A data scientist is finalizing a presentation for a government regulatory body and internal executive stakeholders. The presentation's central element is a heat map visualizing model performance degradation across demographic segments. The current visualization uses a traditional red-to-green diverging color scale to represent poor to strong performance, respectively. An accessibility audit flagged this choice as non-compliant for users with deuteranopia. To ensure the chart is fully accessible and clearly communicates insights to all viewers, which action is the most appropriate for the data scientist to take?
Supplement the heat map with a detailed data table in an appendix and add an accessibility note directing users to this table for the raw values.
Adjust the saturation and brightness of the existing red and green colors until the contrast ratio between them meets the WCAG 2.1 AA requirement of 3:1 for graphical objects.
Replace the red-green scale with a perceptually uniform, colorblind-safe diverging palette, such as blue-to-orange, and verify that adjacent colors meet a 3:1 contrast ratio.
Convert the visualization to use a single-hue sequential color palette, such as 'viridis', varying lightness from light to dark to represent the performance metric.
The correct answer is to replace the red-to-green scale with a colorblind-safe diverging palette and ensure it meets contrast standards. The use of red and green together is the primary issue, as it is indistinguishable for users with deuteranopia and protanopia, the most common forms of color vision deficiency.
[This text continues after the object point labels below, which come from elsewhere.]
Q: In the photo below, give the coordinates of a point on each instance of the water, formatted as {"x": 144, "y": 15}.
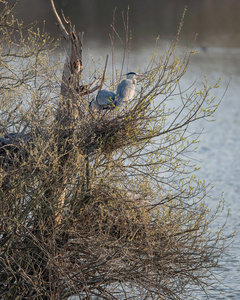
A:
{"x": 219, "y": 150}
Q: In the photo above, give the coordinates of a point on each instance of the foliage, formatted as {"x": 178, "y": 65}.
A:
{"x": 109, "y": 205}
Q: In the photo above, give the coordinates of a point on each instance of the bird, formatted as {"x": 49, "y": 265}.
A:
{"x": 126, "y": 89}
{"x": 104, "y": 100}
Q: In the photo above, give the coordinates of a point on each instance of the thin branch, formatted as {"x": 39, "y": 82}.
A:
{"x": 59, "y": 21}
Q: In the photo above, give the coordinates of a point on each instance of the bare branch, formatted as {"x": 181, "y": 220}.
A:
{"x": 59, "y": 21}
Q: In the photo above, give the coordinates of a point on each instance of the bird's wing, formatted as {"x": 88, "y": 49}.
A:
{"x": 105, "y": 97}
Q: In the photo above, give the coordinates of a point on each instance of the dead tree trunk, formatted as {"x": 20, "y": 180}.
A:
{"x": 72, "y": 72}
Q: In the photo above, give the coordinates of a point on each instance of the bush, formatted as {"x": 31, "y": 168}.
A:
{"x": 99, "y": 205}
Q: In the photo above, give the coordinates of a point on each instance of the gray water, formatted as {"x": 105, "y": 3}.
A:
{"x": 218, "y": 154}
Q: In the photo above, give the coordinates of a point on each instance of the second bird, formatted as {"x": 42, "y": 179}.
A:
{"x": 126, "y": 89}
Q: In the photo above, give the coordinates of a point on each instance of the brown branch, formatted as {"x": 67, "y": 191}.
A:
{"x": 59, "y": 21}
{"x": 103, "y": 77}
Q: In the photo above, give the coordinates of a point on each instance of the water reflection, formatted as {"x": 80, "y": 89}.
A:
{"x": 217, "y": 23}
{"x": 218, "y": 153}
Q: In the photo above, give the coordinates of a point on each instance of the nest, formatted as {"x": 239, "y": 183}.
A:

The best practice is to select a diverging palette specifically designed for accessibility, such as one that uses blue and orange hues. Ensuring a 3:1 contrast ratio between adjacent colors addresses WCAG 2.1 AA guidelines for graphical objects.
Simply adjusting the contrast of the existing red and green colors is insufficient because it does not solve the underlying problem of hue discrimination for colorblind users. Converting to a sequential palette is inappropriate because the data is diverging (showing deviation in two directions from a neutral midpoint), and a sequential scale would misrepresent the nature of the data. Providing the data in a separate table is a useful supplement but does not fix the accessibility of the primary visualization itself, which should be the main goal.